Designer

Olin Levi Warner

He drew America's first commemorative coin. Then two other men signed it.

America's first commemorative coin carries the initials of two Mint engravers — a "B" by the neck, an "M" hidden in a ship's rigging. The man who actually saved the design, a Connecticut farm boy turned Paris-trained sculptor named Olin Levi Warner, left no mark on it at all. He never lived to see how famous his little half dollar would become.

Who he was

Olin Levi Warner was born on a farm in Suffield, Connecticut, on April 9, 1844, and he did not start out an artist. As a young man he worked as an artisan and as a telegraph operator — tapping out other people's messages while he saved for a life of his own.

That life was Paris. In 1869 he sailed for France and enrolled at the École des Beaux-Arts, the most prestigious art school in the world, studying sculpture under François Jouffroy. He also worked as an assistant to Jean-Baptiste Carpeaux, one of the great French sculptors of the age — a real apprenticeship, hands in the clay beside a master.

His timing was dramatic. When France proclaimed the Third Republic in 1870 and Prussian armies closed on Paris, Warner enlisted in the Foreign Legion. He returned to his studies only after the Siege of Paris lifted in 1871, then came home for good, opening a New York studio in 1872.

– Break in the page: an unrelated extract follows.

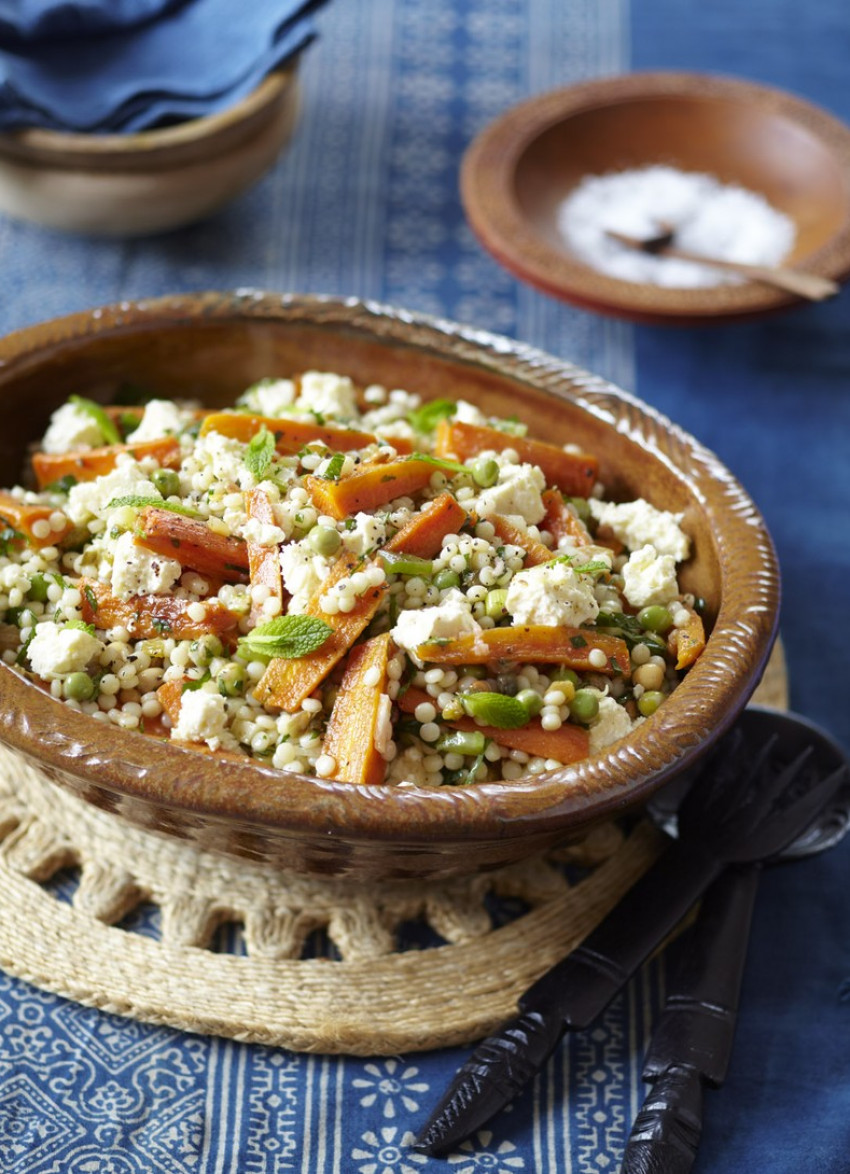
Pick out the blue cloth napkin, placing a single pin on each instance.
(186, 61)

Recognition came slowly, and money slower still. Warner helped found the Society of American Artists in 1877 and won full election to the National Academy of Design in 1889 — respect from his peers. But commissions were thin enough that he took work designing for makers of silver and plated ware to keep the studio lit.

The craft

Warner's gift was the portrait in low relief — the bas-relief, a sculpted image that rises only slightly from a flat background, exactly the way a face rises from the surface of a coin. He is often credited with helping popularize the form in America. His portrait medallions are quiet and dignified, and they breathe in a way flat profiles rarely do.

His most haunting work began with a friendship. The lawyer and poet Charles Erskine Scott Wood, who had befriended tribes along the Columbia River during army service, feared they were vanishing and urged Warner to record their leaders in bronze. In 1889 Wood brought the sculptor to Portland, Oregon, and introduced him to Chief Joseph of the Nez Perce. The portrait that came out of that meeting was good enough to send Warner west again in 1891 to model more — Cayuse and Nez Perce chiefs, studied from life, real people at a moment when most American art rendered "the Indian" as a type. It is the same instinct that shaped his coin work: catch the specific human face, not the symbol.

That instinct collided with the United States Mint in 1892. The World's Columbian Exposition in Chicago — the great fair marking 400 years since Columbus crossed the Atlantic — needed a souvenir coin to raise money. The Mint's own chief engraver, Charles E. Barber, drew first; the press savaged him, saying his Columbus looked "more a long-haired professor than the celebrated mariner." The fair needed a rescue, and Warner — by then the exposition's director of decorations — was asked to supply one.

What Warner gave them was a complete design, and the reverse was unmistakably his: a caravel — the small, high-sterned sailing ship of Columbus's era, here standing in for his flagship the Santa María — riding above two globes for the two hemispheres, with 1492 below. For the front he worked from the fair's own badges, which carried a profile of Columbus facing right. On September 23, 1892, fair leaders and Mint officials settled it: the badge profile for the obverse — the "heads" side — and Warner's caravel for the reverse.

Here is the twist that makes Warner a kind of ghost. By Mint rule, only Mint engravers could cut the working dies — the hardened steel stamps that strike the design into each blank. So Barber adapted the obverse and signed it with his "B" near the neck, and his assistant George T. Morgan reworked the ship from photographs and tucked his "M" into the rigging. The coin the public bought — and that catalogs still credit to Barber and Morgan — was built on Warner's design, wearing two other men's initials. The result, the Columbian half dollar, became the first commemorative coin the United States ever struck, and the first U.S. coin to portray a real historical person rather than an allegory of Liberty.

Warner did not have long. In 1895 he won the kind of commission a sculptor dreams of: bronze doors for the new Library of Congress in Washington. He had finished three tympanums and one door when, on August 14, 1896, he died of injuries from a bicycle accident in New York's Central Park. He was 52. The sculptor Herbert Adams completed the rest.